Studies have shown that a majority of Europeans alive today are related to the royal family. In the book Lines of Succession, Michael MacLagan said all present European monarchs are related to William the Conqueror. Elanor Herman notes most of the royal decedents you could meet on the street were from illegitimate children. These children married nobles because their legitimacy made them undesirable to royal suitors.

If you have royal blood, could you inherit the throne? Technically, yes. In reality, you have no chance. There are too many other people with stronger connections to the throne. Unless a natural disaster happened and all the royal houses died, you wouldn’t be considered.

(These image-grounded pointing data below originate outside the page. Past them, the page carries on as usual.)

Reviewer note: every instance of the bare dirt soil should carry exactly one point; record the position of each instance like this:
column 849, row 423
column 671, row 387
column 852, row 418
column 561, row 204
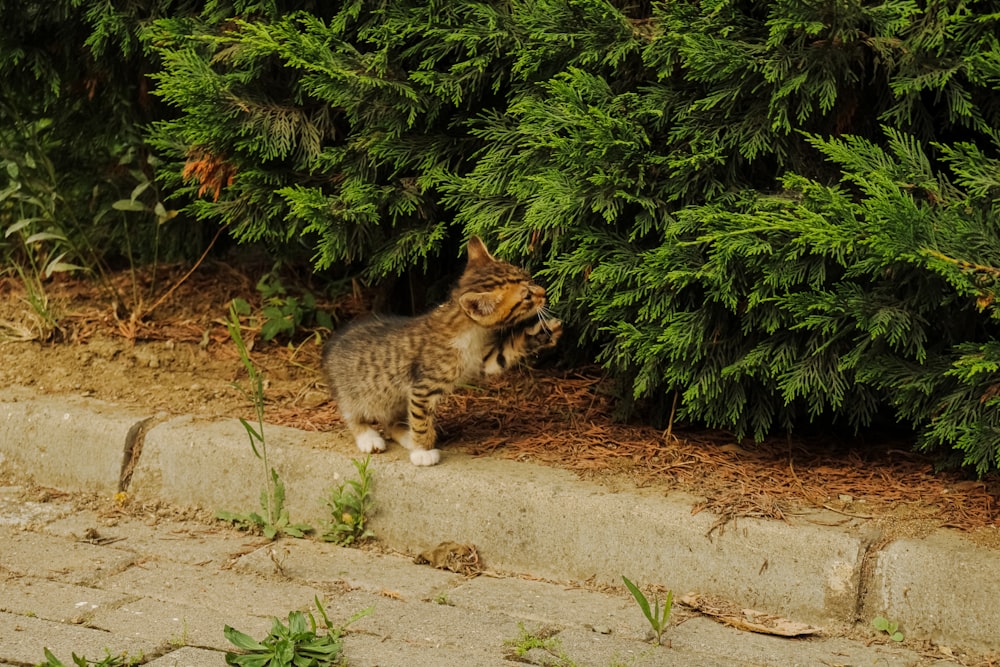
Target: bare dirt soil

So, is your royal blood useless? There may be one use for it: DNA matching. When a body was discovered buried under a parking lot, many archaeologists thought it was the body of Richard III of England. The parking lot was a church’s burial ground five hundred years ago. The University of Leicester recruited Richard III’s direct decedents, including carpenter Michael Ibsen and Wendy Dulag of New Zeland, to help them identify the bones. The researchers found what they had been looking for. The mitochondrial DNA was matched to the bones.

Perhaps you may not affect the present day royalty, but you could help uncover the past. There are many other royal bodies waiting to be discovered and identified. You may not end up being a prince or princess, but you could be the person who helped identify one.